PASCHIMOTTANASANA (Seated Forward Bend Pose)
How to do it: Start by sitting with your legs stretched out in your front. As you inhale, raise your arms up so that your hands are aligned with your ears. Now , as you exhale, push your chin forward and bend down as much as you can. Hold on to your toes, or if possible , wrap your fingers around your feet and interlock your fingers and bring your forehead to rest on your legs.

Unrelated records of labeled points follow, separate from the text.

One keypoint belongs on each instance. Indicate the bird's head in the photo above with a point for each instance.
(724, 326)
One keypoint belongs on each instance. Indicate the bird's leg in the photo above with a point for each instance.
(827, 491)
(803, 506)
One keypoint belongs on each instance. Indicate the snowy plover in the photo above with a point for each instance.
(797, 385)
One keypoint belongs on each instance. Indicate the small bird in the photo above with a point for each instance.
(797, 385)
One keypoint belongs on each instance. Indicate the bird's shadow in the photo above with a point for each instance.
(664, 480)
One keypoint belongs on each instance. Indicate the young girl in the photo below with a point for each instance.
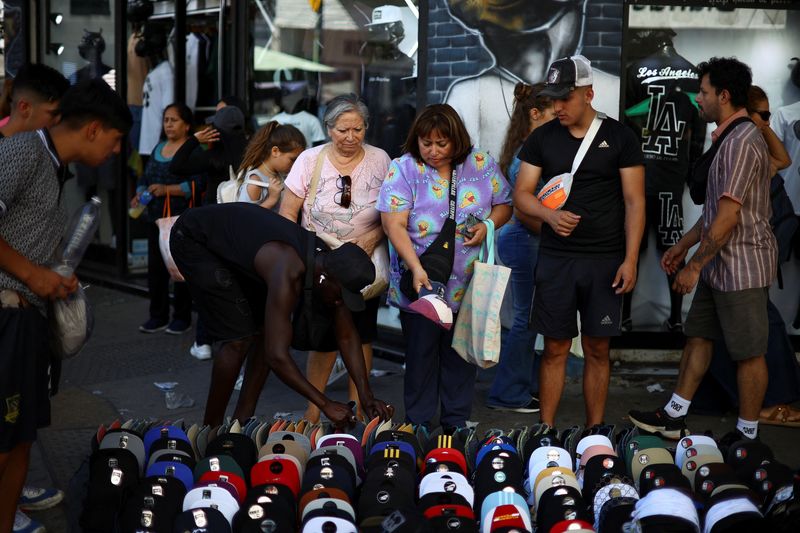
(157, 179)
(270, 155)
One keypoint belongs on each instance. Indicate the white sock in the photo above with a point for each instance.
(749, 429)
(677, 406)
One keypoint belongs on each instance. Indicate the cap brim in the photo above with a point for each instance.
(354, 301)
(556, 91)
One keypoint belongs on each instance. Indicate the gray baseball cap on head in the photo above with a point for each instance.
(565, 74)
(229, 119)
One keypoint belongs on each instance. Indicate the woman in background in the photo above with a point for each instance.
(180, 192)
(414, 203)
(269, 156)
(517, 380)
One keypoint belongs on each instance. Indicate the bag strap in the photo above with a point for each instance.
(166, 212)
(314, 183)
(488, 243)
(587, 141)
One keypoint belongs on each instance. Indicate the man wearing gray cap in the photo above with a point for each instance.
(590, 244)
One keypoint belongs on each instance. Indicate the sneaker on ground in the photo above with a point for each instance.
(38, 498)
(25, 524)
(338, 371)
(659, 422)
(531, 407)
(178, 326)
(152, 326)
(201, 351)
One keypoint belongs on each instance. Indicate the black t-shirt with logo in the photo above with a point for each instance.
(660, 108)
(596, 193)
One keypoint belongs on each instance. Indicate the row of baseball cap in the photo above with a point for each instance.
(459, 474)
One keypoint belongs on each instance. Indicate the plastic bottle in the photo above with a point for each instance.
(144, 199)
(79, 234)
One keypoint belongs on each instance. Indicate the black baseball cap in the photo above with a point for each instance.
(565, 74)
(353, 269)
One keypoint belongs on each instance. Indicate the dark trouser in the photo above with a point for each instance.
(158, 284)
(436, 376)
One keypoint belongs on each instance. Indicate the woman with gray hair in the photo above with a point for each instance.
(332, 189)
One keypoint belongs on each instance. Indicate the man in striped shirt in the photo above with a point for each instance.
(735, 261)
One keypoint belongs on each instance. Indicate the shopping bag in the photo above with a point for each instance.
(476, 337)
(164, 228)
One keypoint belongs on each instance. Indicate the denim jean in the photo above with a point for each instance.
(517, 372)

Make sure to not bend your knees keep it completely straight.
Benefits :
- It helps people with diabetes and family history of diabetes.
- It helps the liver and spleen to function properly.

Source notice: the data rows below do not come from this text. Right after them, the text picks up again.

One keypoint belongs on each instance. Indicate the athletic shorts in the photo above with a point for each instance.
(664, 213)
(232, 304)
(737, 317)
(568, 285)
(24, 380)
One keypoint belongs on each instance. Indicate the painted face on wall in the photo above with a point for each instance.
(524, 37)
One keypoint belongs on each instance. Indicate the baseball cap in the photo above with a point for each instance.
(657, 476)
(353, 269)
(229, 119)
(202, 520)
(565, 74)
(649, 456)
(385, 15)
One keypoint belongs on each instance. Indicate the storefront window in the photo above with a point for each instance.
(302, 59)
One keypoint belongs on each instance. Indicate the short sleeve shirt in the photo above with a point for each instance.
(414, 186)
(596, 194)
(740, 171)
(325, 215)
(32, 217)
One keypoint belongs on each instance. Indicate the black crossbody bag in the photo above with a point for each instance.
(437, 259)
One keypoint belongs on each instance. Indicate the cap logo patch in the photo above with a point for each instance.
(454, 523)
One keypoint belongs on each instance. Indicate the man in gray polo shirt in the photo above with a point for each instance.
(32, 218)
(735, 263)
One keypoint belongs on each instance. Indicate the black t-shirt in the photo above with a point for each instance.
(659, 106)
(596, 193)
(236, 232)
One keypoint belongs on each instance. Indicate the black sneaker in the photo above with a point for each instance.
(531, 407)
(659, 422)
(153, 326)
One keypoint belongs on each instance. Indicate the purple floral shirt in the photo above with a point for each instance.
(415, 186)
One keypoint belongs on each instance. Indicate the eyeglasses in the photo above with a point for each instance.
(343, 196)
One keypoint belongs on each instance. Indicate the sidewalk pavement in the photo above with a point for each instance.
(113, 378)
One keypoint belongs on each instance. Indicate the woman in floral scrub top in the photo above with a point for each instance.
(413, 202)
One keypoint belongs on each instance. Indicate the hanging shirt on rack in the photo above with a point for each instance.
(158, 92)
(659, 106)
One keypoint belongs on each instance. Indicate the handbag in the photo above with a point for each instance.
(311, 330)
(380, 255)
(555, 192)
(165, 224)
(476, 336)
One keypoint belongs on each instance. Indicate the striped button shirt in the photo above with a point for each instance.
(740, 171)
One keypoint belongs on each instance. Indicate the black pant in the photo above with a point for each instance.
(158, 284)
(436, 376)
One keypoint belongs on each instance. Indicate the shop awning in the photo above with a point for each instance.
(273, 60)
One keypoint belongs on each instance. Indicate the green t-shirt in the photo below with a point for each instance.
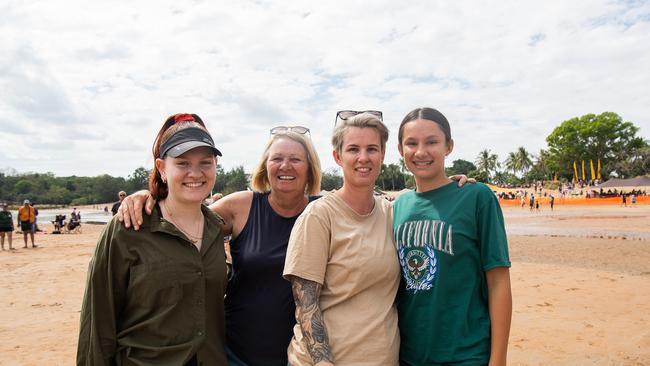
(446, 240)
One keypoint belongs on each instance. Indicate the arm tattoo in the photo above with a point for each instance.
(308, 314)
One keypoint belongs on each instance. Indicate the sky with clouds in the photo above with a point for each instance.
(85, 85)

- It strengthens the lumbar and sacral regions.
- It regulates appetite and balances your metabolism .
- This pose helps pulling in your core muscles while strengthening them.
PAVANMUKTASANA (Wind Relieving Pose)
How to do it: Start by laying down on the mat. Now bend your legs at the knees and lift them slowly pulling them towards your chest ,simultaneously inhaling and exhaling . Now wrap your arms around your legs to hold them in place . For further squeezing of the abdomen, you can hold on to your elbows. Finally, lift your chin up towards your knees .
Benefits :
- It increases the blood circulation and stimulates the nerves, increasing the efficiency of the internal organs.
- It helps in improving the digestive system.
- Beneficial for women during menstrual disorders.
- It also relieves flatulence and constipation.
KUMBHAKASANA ( Plank Pose)
How to do it: Sit in Vajrasana , then slowly lift your body on your knees placing your palms in front at a comfortable distance . With wrists, elbows and shoulders in line with one another stretch your legs behind staying on toes. Let the neck be in line with the body, neck should be held in a straight line , not dropped or extended. Contract your abdominal muscles and hold the whole body in line, without bending the knees or lowering or raising the hips for atleast 20 – 30 secs at a time , continue breathing normally , do not pause or hold your breath at any point. then slowly drop your knees and sit back on your heels , touching the forehead to the ground as in Balasana. Relax.
Benefits :
- Practicing this pose helps in toning the core muscles, including the abdomen, chest , and lower back.
- It helps strengthen the arms, wrists and shoulders.
- It also strengthens the spine muscles and prepares the body for more challenging arm balances.
BHUJANGASANA (Cobra Pose)
How to do it: Start by laying on the mat facing downwards. as you inhale, lengthen your spine and arch back, creating a space between your pelvic and rib cages. Squeezing your glutes, drop your shoulder back and arch your head all the way back.
Benefits :
- It helps strengthen the spine, chest, shoulders and abdomen.
- It firms the buttocks, and relieves stress and fatigue.
- It is said to be therapeutic for asthma.
NAUKASANA/ NAVASANA( Boat Pose)
How to do it : Lay down on your back on your mat. Slowly raise your head up and place your elbows on the ground, supporting your body weight. Slowly lift your feet off the ground. Now, slowly release your arms and stretch them forward.
Benefits:
- Navasana tones the abdomen.
In the end its the combination of good and healthy diet ,sound sleep and a proper exercise routine that helps in maintaining a healthy body and mind.